The next morning, we were hurrying to get the last nametag sewed on and the trunk closed. Our neighbor, with whom I'd had the conversation the night before, appeared at our open door. "May I come in?" she asked. I felt frantic. I didn't want to offend her, but we were in a hurry to get to the train that would take our son to camp. "I don't have time to talk now," I said. She answered, "This will take but a minute. Unlatch the screen door, for I want to kiss you." She told me that she had been to church, which said to me that she had been praying, as I had. She continued, "I know that we are getting old and fussy. Please don't move."
I was surprised and deeply touched. She wasn't really berating herself in what she had said. Prayer had revealed to her what she could do to clear the atmosphere, and she was doing it. While the words and form that our prayers took may have been quite different because our religions were different, they had worked together to bring peace.
This small experience many years ago inspired me today to think of the Palestinians and Israelis as praying neighbors. And it renewed my hope for peace in the Middle East. The three major religions represented there have clear-cut standards for dealing with neighbors. "Love thy neighbour as thyself" (see Lev. 19:18, Luke 10:27) is found in both the Hebrew Scriptures and the Christian Gospel. Mohammed taught his followers to do good to all neighbors (see the Koran, IV.36).
The New Testament recorded that someone, "willing to justify himself, said unto Jesus, And who is my neighbour?" (Luke 10:29). Jesus then told the story that has become known as the parable of the good Samaritan. Among the many lessons the story teaches is that a neighbor helps, rather than ignores, the plight of another. According to this description, I am as much a neighbor to the Palestinians and Israelis as they are to one another. Knowing that praying neighbors bring peace, I've renewed my prayers, not only for the Middle East, but also for other areas and situations where help is needed. I know that my prayers, which may be worded differently from those of others, will unite with theirs as a powerful force to bring harmony to our world neighbors.
Mary Baker Eddy, in the textbook, "Science and Health with Key to the Scriptures," gives a test for all prayer: "Do we love our neighbor better because of this asking?" (pg. 9). I've found that this question stirs me to enlarge even legitimate prayers for myself to include my neighbors everywhere.

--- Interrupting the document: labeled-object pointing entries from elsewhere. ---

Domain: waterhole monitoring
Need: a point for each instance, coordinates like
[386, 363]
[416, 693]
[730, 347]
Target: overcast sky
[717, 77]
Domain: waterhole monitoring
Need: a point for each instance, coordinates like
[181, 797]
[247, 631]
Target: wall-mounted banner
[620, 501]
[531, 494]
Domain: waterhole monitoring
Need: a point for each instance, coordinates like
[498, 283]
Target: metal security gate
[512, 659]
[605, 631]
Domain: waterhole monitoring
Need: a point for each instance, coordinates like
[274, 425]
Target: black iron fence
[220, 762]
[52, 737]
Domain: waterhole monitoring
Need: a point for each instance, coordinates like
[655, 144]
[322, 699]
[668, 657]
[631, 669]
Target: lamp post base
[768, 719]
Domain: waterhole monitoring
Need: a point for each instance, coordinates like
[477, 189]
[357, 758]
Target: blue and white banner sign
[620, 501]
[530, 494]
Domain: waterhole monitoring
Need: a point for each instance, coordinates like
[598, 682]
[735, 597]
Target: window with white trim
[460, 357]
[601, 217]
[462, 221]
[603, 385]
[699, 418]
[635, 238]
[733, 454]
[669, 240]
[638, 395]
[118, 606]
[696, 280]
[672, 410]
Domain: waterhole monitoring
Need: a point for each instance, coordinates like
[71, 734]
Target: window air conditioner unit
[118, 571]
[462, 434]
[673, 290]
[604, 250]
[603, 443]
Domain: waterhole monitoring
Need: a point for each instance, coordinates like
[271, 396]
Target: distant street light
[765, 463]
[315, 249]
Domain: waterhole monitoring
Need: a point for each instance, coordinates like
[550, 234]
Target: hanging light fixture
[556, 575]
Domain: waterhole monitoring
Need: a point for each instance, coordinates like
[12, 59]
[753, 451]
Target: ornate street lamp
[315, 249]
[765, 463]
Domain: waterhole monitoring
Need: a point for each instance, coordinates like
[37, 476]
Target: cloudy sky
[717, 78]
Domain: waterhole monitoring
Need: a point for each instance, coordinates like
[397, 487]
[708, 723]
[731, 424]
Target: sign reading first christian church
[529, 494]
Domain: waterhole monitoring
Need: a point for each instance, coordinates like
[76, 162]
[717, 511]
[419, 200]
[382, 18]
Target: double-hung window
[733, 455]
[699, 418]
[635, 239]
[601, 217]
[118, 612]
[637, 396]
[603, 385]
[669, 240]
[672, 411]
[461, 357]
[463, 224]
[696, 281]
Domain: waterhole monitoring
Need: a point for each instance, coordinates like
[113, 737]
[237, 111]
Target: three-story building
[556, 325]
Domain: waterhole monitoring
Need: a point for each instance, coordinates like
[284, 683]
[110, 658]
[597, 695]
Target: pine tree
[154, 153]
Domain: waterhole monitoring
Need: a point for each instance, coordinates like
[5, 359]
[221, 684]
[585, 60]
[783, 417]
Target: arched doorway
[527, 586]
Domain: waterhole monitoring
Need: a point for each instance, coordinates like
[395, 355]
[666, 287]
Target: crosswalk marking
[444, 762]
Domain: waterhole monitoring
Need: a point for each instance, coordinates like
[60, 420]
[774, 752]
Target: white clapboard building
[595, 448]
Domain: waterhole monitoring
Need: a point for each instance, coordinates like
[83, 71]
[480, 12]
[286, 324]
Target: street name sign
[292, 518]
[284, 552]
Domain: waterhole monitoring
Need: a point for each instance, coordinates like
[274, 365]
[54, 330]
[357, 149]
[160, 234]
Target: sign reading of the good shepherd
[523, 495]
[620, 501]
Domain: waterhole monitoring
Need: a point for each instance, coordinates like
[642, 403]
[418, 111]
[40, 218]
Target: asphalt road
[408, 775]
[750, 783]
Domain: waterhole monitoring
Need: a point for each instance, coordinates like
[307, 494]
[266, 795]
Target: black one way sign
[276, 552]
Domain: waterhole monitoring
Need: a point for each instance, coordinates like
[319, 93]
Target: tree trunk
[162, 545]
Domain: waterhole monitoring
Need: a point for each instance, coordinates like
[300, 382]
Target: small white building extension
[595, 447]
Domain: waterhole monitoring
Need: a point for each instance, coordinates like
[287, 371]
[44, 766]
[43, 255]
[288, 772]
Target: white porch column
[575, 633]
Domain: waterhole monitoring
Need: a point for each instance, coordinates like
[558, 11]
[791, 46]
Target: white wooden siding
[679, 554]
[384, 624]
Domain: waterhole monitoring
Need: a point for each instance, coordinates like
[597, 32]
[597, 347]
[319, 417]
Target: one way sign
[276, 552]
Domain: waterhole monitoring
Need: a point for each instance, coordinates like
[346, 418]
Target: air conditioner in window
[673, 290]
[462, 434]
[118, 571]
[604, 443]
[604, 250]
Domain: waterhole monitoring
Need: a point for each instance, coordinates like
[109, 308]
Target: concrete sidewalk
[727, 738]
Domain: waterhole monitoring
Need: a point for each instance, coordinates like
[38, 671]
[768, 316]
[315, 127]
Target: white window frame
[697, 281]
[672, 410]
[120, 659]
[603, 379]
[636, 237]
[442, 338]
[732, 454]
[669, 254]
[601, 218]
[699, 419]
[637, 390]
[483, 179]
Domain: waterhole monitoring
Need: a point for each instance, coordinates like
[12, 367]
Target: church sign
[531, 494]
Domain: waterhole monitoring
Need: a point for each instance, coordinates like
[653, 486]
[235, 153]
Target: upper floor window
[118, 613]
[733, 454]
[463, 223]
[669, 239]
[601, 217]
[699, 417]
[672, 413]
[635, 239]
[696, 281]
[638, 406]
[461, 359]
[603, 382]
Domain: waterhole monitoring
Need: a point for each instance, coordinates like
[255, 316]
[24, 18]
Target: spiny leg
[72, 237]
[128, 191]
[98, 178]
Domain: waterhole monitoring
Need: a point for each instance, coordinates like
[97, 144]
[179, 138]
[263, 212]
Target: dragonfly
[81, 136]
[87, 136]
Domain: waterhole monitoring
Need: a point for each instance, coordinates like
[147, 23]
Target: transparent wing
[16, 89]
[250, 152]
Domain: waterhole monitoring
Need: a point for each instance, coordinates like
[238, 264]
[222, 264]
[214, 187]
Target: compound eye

We spent many happy years in our home, living between the retired neighbors. We increasingly learned to respect one another's religions and often participated in each other's church activities. Learning more of their interests, I shared copies of this newspaper, which was founded by Mrs. Eddy, the Founder of my religion.
I'm convinced that as all our prayers become more inclusive, our world will become a more peaceful neighborhood.